Le Bureau de contrôle des narcotiques (NCB) reçoit un rapport trimestriel des fabricants, vendeurs en gros et détaillants sur les ventes d'éphédrine mais Romesh Bhattacharji affirme que rien n'est fait avec ces informations.

Vijay Kumar, vice directeur du NCB, indique, lui, que ces informations ont aidé à détecter quatre laboratoires illégaux en 2013, dans l'ouest et le sud de l'Inde.

Mais n'importe qui peut acheter des produits pharmaceutiques contenant de l'éphédrine, sans ordonnance. Dès 2007, la police a découvert un laboratoire illégal qui extrayait ce composant des médicaments achetés en toute légalité.

- "Tellement addictive" -

La méthamphétamine apporte sensations d'énergie et d'euphorie. Elle est hautement addictive et provoque à la longue des comportements violents, des convulsions, voire la mort. Elle se consomme sous forme de poudre, de pillule, d'injection. Elle peut aussi se fumer.

Les drogués de la clinique de Bombay disent qu'elle est vendue entre 1.000 et 2.000 roupies le gramme (12 et 24 euros), soit bien moins que la cocaïne, qui part à 7.000 roupies le gramme.

Selon une étude de l'ONUDC, publiée en janvier, les drogues stimulantes du type de la méth sont consommées principalement par de jeunes adultes en Inde.

"La méthamphétamine produite en Inde est indéniablement pour le marché local, qui est doté de tous les attributs pour croître et produire des bénéfices substantiels pour les producteurs", indique Jeremy Douglas, représentant de l'ONUDC en Asie du sud-est, qui souligne la jeunesse de la population et la hausse des revenus de la classe moyenne urbaine et émergente.

L'Inde a longtemps été un maillon dans la production de ces drogues synthétiques, dont la consommation dans le pays restait faible, renchérit Pushpita Das, de l'Institut d'études et d'analyses sur la défense à New Delhi.

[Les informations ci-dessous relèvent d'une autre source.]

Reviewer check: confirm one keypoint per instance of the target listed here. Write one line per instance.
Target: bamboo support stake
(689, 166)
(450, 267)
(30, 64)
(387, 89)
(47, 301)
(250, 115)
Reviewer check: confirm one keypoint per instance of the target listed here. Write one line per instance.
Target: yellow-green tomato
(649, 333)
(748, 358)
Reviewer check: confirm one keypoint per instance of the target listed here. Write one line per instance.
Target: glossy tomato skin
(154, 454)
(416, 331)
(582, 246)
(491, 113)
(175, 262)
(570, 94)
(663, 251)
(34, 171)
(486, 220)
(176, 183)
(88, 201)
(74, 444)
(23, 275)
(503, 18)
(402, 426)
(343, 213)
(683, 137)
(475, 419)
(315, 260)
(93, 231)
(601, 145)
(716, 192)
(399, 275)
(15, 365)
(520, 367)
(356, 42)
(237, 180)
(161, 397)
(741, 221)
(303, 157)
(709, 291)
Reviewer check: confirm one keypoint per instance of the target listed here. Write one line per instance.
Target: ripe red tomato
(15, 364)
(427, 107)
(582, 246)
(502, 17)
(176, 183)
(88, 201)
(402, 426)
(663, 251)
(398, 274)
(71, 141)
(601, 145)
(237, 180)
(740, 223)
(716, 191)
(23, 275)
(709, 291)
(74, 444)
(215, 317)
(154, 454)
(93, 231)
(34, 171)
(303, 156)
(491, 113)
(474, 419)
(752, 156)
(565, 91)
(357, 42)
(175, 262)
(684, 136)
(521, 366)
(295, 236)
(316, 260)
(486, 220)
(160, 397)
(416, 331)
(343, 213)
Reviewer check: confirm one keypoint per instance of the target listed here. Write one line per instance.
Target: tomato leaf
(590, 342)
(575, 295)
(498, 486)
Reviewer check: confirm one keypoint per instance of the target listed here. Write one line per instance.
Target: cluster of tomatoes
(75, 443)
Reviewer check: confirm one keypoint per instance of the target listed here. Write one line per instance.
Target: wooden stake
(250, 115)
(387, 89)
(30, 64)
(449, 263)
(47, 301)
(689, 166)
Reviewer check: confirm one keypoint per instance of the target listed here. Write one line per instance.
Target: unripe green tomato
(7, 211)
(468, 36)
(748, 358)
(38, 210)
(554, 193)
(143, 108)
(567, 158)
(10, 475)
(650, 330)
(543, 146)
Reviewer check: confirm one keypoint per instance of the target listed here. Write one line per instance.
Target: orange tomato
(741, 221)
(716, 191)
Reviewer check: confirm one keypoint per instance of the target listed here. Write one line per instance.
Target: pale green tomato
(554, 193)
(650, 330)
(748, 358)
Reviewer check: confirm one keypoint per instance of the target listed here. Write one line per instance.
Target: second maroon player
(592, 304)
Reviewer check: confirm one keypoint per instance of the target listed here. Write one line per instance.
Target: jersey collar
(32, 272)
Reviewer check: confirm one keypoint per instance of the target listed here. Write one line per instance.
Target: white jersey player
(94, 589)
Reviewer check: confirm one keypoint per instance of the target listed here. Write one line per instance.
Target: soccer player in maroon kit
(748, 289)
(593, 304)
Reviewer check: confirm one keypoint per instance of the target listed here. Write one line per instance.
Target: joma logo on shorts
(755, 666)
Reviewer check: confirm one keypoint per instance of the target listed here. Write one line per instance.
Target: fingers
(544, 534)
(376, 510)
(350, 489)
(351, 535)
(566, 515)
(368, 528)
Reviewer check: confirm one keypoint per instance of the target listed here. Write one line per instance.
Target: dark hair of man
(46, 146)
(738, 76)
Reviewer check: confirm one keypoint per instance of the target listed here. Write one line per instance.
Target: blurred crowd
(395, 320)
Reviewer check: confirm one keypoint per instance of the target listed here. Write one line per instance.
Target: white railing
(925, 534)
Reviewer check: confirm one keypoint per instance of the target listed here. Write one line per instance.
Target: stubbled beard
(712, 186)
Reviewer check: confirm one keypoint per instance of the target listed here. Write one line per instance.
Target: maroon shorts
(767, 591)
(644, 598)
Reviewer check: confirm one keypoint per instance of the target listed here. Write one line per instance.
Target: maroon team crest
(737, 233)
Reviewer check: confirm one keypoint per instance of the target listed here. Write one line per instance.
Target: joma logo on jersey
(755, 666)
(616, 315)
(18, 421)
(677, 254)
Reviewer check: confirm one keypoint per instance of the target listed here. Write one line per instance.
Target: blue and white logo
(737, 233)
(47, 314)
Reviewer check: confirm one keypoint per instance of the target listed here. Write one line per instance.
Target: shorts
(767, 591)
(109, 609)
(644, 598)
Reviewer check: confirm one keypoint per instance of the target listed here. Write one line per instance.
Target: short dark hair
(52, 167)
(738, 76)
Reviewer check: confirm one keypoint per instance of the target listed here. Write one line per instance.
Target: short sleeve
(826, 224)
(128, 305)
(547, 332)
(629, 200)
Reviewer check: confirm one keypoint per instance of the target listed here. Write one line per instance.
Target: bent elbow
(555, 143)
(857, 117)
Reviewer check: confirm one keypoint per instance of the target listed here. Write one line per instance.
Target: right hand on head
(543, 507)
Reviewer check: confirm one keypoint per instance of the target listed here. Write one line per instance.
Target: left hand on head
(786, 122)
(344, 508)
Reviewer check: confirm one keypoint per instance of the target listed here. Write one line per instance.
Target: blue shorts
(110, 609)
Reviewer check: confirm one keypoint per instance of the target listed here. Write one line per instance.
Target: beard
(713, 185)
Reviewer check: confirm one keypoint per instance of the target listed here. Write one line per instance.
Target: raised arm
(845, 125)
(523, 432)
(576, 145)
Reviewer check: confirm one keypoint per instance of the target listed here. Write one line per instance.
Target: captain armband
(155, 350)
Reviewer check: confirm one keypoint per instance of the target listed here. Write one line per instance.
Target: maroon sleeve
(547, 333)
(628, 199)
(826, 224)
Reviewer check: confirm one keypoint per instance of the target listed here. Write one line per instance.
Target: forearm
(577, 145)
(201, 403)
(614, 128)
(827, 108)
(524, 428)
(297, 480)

Mais maintenant la consommation intérieure augmente et l'analyste réclame un renforcement des contrôles dans le nord-est du pays, où ont lieu la plupart des saisies, à quelques centaines de km de la Birmanie.

Consommée d'abord par les plus pauvres --elle les "aide" à rester éveillés pendant de longues et dures journées de travail, comme par exemple les chauffeurs routiers--, la méth est aujourd'hui de plus en plus prisée par les jeunes urbains, avec une image de drogue récréative.

"Ca fiche la vie en l'air. Elle est tellement addictive qu'on en veut encore et encore", raconte un patient de la clinique de Bombay.